When I first heard this album I was only a year younger than Drake was when he made it. He only released three records – by the time of Pink Moon, his final effort, his record company didn’t even want new music from him. His three albums sold a few thousand copies combined. Drake quit music, disillusioned, depressed. He overdosed. He didn’t even make it to rock’n’roll’s infamous 27 Club. Just 26. His small world of music sat there, cult-ish, and was rediscovered, reappraised, in waves. Eventually the title track was on a car commercial.
A good friend introduced me to Pink Moon – and though I love the other albums and some of the tracks that came out on posthumous compilations, it is Pink Moon that I hold dear. That friend was introduced to it by a good friend too. It’s that sort of music. You share it. You whisper about it, then you talk faster, a little louder, you start to gesticulate. Well, that’s how it was back then. Now we just share links. I’m sure I’ve introduced a few people to Pink Moon along the way. I’ve certainly had some of my favourite music-chats with people who already knew that particular secret.

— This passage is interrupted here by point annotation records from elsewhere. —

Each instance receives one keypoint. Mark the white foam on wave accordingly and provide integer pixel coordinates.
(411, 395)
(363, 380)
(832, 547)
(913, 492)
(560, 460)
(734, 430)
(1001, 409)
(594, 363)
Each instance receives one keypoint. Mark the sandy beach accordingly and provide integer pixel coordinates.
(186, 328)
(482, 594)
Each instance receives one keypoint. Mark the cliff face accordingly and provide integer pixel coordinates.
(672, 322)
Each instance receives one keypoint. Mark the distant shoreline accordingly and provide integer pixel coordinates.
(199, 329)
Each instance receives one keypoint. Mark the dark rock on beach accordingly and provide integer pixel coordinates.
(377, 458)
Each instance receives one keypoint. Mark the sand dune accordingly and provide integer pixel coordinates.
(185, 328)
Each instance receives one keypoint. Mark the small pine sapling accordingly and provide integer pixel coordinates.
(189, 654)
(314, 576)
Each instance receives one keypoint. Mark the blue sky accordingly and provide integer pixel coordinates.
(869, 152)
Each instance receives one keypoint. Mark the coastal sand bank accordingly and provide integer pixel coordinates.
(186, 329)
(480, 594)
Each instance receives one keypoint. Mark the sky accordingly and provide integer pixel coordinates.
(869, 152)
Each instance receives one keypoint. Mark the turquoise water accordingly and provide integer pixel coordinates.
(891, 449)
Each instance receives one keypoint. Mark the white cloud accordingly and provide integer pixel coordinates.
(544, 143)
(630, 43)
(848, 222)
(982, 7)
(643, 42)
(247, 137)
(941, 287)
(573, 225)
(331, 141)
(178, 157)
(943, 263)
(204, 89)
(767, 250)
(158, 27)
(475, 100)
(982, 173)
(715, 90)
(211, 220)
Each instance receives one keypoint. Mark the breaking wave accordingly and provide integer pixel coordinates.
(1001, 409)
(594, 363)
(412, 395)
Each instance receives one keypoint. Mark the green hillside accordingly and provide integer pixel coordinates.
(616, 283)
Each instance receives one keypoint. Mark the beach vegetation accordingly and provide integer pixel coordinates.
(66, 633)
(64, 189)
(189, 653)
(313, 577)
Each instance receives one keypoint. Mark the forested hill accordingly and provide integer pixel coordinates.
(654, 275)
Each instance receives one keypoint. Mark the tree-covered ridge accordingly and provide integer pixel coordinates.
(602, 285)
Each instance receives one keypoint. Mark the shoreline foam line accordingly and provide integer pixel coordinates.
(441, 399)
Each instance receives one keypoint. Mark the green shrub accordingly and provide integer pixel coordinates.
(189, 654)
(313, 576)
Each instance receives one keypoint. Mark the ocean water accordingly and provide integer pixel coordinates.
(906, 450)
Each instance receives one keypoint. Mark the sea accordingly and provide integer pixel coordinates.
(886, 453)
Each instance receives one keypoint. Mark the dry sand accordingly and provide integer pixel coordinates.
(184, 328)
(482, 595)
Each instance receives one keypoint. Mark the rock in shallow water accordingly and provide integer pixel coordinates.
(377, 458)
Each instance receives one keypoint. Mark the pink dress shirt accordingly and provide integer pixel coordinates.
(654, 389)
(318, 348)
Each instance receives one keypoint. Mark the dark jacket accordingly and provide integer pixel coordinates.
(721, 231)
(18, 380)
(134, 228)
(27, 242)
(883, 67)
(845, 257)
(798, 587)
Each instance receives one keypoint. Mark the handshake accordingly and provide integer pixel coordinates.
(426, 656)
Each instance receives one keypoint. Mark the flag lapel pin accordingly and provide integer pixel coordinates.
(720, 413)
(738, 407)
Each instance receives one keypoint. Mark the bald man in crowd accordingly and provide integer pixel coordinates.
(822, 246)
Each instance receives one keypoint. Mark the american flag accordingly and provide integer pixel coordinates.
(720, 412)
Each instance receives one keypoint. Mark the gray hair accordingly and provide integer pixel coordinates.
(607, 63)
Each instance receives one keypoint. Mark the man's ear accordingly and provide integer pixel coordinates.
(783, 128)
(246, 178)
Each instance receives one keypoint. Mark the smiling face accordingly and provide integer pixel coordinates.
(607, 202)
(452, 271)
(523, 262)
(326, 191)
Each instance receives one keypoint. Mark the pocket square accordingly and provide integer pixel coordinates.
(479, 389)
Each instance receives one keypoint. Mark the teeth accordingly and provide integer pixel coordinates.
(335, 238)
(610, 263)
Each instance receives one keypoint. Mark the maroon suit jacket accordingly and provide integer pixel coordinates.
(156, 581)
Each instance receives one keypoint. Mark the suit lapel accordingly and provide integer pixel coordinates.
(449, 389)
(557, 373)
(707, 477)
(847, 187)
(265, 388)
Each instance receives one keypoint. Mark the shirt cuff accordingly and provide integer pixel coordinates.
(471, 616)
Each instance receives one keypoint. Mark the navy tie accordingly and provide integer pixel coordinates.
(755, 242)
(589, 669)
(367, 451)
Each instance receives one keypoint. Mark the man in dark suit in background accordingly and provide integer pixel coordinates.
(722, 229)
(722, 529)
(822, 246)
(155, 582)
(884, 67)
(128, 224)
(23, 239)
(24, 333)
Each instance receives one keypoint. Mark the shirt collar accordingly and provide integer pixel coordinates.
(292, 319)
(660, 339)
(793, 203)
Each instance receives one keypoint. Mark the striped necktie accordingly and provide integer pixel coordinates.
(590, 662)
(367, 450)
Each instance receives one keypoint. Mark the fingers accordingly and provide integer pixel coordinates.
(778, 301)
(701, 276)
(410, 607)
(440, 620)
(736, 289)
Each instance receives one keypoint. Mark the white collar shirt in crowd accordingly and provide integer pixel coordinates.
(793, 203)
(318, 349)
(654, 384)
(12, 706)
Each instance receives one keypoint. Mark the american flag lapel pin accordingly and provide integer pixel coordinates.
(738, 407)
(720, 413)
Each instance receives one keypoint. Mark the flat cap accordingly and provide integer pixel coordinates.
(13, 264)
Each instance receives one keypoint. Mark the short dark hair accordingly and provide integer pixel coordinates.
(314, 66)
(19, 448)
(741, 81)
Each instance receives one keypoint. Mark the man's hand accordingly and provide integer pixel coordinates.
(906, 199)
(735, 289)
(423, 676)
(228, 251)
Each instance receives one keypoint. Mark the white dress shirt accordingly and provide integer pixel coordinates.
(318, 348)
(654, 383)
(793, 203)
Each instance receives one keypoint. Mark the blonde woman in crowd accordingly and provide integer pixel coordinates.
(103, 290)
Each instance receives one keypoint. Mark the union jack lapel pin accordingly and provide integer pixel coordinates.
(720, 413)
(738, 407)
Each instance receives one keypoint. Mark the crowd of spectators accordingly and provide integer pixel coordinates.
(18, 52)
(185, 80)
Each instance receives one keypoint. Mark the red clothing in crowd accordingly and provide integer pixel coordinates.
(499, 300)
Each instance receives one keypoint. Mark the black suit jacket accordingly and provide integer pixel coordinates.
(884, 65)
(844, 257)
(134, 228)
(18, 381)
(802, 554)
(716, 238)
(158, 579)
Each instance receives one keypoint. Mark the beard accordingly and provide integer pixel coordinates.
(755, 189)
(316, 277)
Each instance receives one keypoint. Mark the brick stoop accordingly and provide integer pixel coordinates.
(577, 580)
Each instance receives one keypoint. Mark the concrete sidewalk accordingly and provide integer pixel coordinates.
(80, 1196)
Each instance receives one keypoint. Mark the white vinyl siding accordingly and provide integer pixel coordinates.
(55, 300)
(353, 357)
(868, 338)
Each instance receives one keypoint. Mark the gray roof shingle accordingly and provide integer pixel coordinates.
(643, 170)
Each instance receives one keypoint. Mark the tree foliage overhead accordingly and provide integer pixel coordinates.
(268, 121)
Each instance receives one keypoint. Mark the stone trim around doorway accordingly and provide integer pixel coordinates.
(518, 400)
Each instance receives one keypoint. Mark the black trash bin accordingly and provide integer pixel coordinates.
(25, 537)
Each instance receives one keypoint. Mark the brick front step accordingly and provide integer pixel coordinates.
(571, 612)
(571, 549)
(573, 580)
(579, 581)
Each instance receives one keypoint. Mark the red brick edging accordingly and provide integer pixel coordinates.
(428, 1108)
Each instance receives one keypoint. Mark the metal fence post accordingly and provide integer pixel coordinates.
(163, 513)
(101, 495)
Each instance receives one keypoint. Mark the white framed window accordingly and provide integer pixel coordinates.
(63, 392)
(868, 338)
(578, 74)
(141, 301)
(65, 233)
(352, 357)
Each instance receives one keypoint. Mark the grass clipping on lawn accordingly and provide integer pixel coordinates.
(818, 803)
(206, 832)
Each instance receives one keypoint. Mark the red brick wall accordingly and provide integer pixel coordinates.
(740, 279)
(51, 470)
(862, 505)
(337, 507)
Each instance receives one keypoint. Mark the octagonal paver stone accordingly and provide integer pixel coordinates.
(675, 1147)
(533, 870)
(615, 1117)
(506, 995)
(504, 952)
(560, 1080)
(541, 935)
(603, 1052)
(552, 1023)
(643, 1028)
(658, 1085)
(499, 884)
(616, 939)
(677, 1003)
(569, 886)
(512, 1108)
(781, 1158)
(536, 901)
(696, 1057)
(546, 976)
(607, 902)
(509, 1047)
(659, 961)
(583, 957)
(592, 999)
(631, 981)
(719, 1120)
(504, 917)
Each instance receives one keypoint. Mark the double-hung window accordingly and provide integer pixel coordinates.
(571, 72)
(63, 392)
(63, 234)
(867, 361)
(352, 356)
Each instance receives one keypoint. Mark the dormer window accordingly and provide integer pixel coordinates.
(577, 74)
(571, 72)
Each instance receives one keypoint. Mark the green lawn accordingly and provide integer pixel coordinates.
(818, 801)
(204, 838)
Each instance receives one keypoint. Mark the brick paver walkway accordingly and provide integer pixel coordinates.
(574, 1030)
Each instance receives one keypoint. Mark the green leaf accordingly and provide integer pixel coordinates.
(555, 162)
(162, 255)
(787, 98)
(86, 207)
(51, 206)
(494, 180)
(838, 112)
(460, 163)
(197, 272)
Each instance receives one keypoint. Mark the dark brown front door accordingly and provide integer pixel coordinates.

And whenever I hear Pink Moon I am transported to a time when I was doing my version of bottoming out. I can’t tell you that I was saved by Pink Moon. That’s a cliché. And it’s not accurate. But I can tell you that I remember it fondly and link it to that time – and the sad story of Drake and the moving music he made is indelibly linked to my own privileged struggle of that time. I was a mess, cosmically, spiritually, philosophically. I was lazy and confused and bored and running on a weird manic belligerence. I took a wee while to get my life in order. I’m forever grateful that I did.